# CS245 - Lab 2
## PageRank

First of all, we import some of the common libraries needed for our task.

In [1]:
import pandas as pd
import numpy as np
import matplotlib.pyplot as plt
%matplotlib inline

### Data Loading

For this Lab we will be using [NetworkX](https://networkx.github.io), a Python package for the creation, manipulation, and study of the structure, dynamics, and functions of complex networks.

The dataset we will analyze is a snapshot of the Web Graph centered around [stanford.edu](https://stanford.edu), collected in 2002. Nodes represent pages from Stanford University (stanford.edu) and directed edges represent hyperlinks between them. [[More Info]](http://snap.stanford.edu/data/web-Stanford.html)

In [2]:
import networkx as nx

G = nx.read_edgelist('../input/web-Stanford/web-Stanford.txt', create_using=nx.DiGraph)

In [3]:
print(nx.info(G))

DiGraph with 281903 nodes and 2312497 edges


### Your Task

To begin with, let's simplify our analysis by ignoring the dangling nodes and the disconnected components in the original graph.

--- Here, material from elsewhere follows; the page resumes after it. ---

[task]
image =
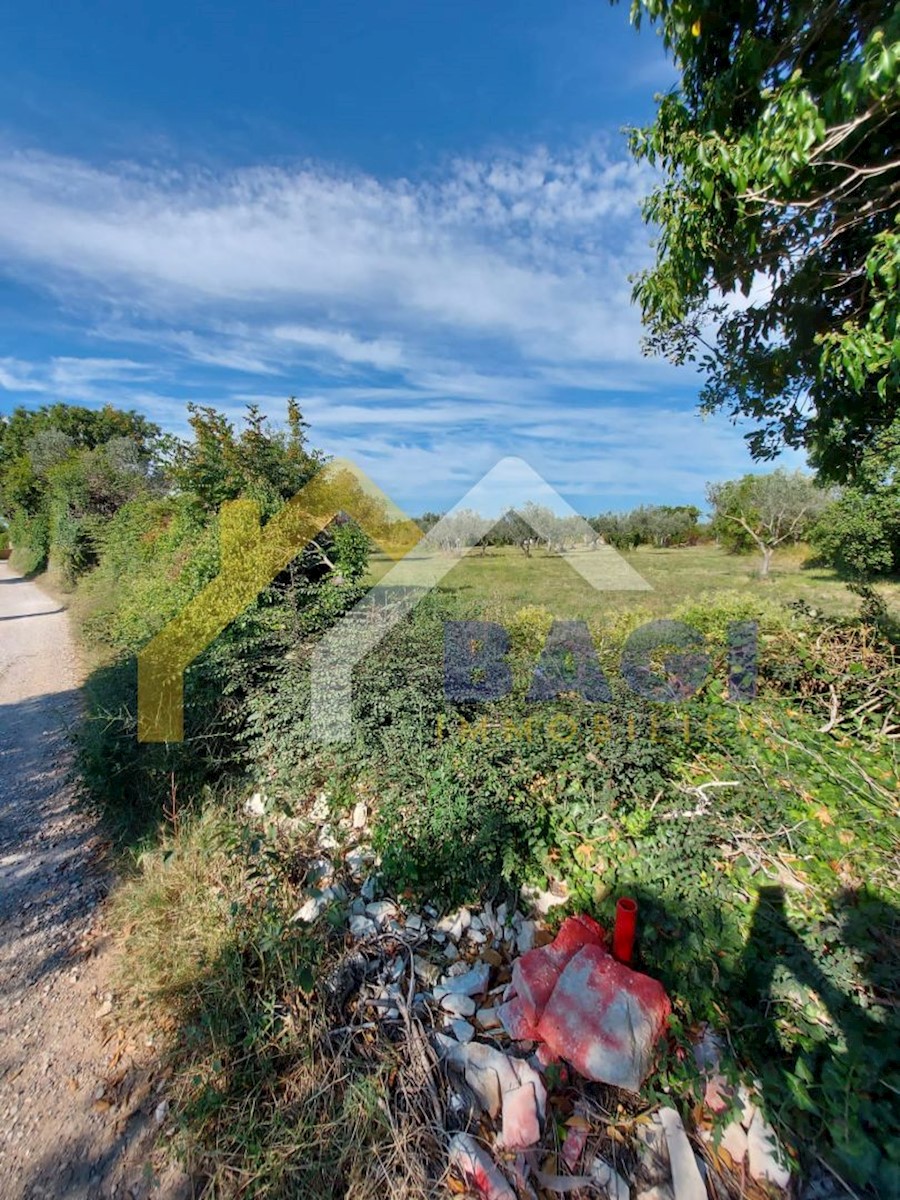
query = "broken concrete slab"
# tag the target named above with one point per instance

Use NetworkX to identify the **largest** weakly connected component in the ```G``` graph.  From now on, use this connected component for all the following tasks.

In [4]:
# YOUR CODE HERE
wcc = sorted(nx.weakly_connected_components(G), key=len, reverse=True)
G = G.subgraph(wcc[0])

Compute the PageRank vector, using the default parameters in NetworkX: [https://networkx.github.io/documentation/stable/reference/algorithms/generated/networkx.algorithms.link_analysis.pagerank_alg.pagerank.html#networkx.algorithms.link_analysis.pagerank_alg.pageranky](https://networkx.github.io/documentation/stable/reference/algorithms/generated/networkx.algorithms.link_analysis.pagerank_alg.pagerank.html#networkx.algorithms.link_analysis.pagerank_alg.pagerank)

In [5]:
# YOUR CODE HERE
pagerank = nx.pagerank(G)

In 1999, Barabási and Albert proposed an elegant mathematical model which can generate graphs with topological properties similar to the Web Graph (also called Scale-free Networks).

If you complete the steps below, you should obtain some empirical evidence that the Random Graph model is inferior compared to the Barabási–Albert model when it comes to generating a graph resembling the World Wide Web!

As such, we will use two different graph generator methods, and then we will test how well they approximate the Web Graph structure by means of comparing the respective PageRank vectors. [[NetworkX Graph generators]](https://networkx.github.io/documentation/stable/reference/generators.html#)

Using the parameters ```seed = 1``` and ```directed=False``` where applicable, generate:


1.   a random graph (with the fast method), setting ```n``` equal to the number of nodes in the original connected component, and ```p = 0.00008```
2.   a Barabasi-Albert graph (with the standard method), setting ```n``` equal to the number of nodes in the original connected component, and finding the right ***integer*** value for ```m``` such as the resulting number of edges **approximates by excess** the number of edges in the original connected component

and compute the PageRank vectors for both graphs.


In [6]:
# YOUR CODE HERE
import math

n = G.number_of_nodes()
m = math.ceil(G.number_of_edges() / G.number_of_nodes())
p = 0.00008

random_graph = nx.fast_gnp_random_graph(n, p, seed=1, directed=False)
barabasi_albert_graph = nx.barabasi_albert_graph(n, m, seed=1)

random_pagerank = nx.pagerank(random_graph)
barabasi_albert_pagerank = nx.pagerank(barabasi_albert_graph)

Compare the PageRank vectors obtained on the generated graphs with the PageRank vector you computed on the original connected component.
**Sort** the components of each vector by value, and use cosine similarity as similarity measure. 

Feel free to use any implementation of the cosine similarity available in third-party libraries, or implement your own with ```numpy```.

In [7]:
# YOUR CODE HERE
pagerank_vector = sorted(pagerank.values())
random_pagerank_vector = sorted(random_pagerank.values())
barabasi_albert_pagerank_vector = sorted(barabasi_albert_pagerank.values())

In [8]:
from scipy.spatial import distance

random_similarity = 1 - distance.cosine(pagerank_vector, random_pagerank_vector)
barabasi_albert_similarity = 1 - distance.cosine(pagerank_vector, barabasi_albert_pagerank_vector)

print(f'Similarity between web graph and random graph: {random_similarity}')
print(f'Similarity between web graph and Barabasi-Albert graph: {barabasi_albert_similarity}')

Similarity between web graph and random graph: 0.103955647039644
Similarity between web graph and Barabasi-Albert graph: 0.6488673660967236


Once you have working code for each cell above, **save a version in Kaggle and share your notebook**!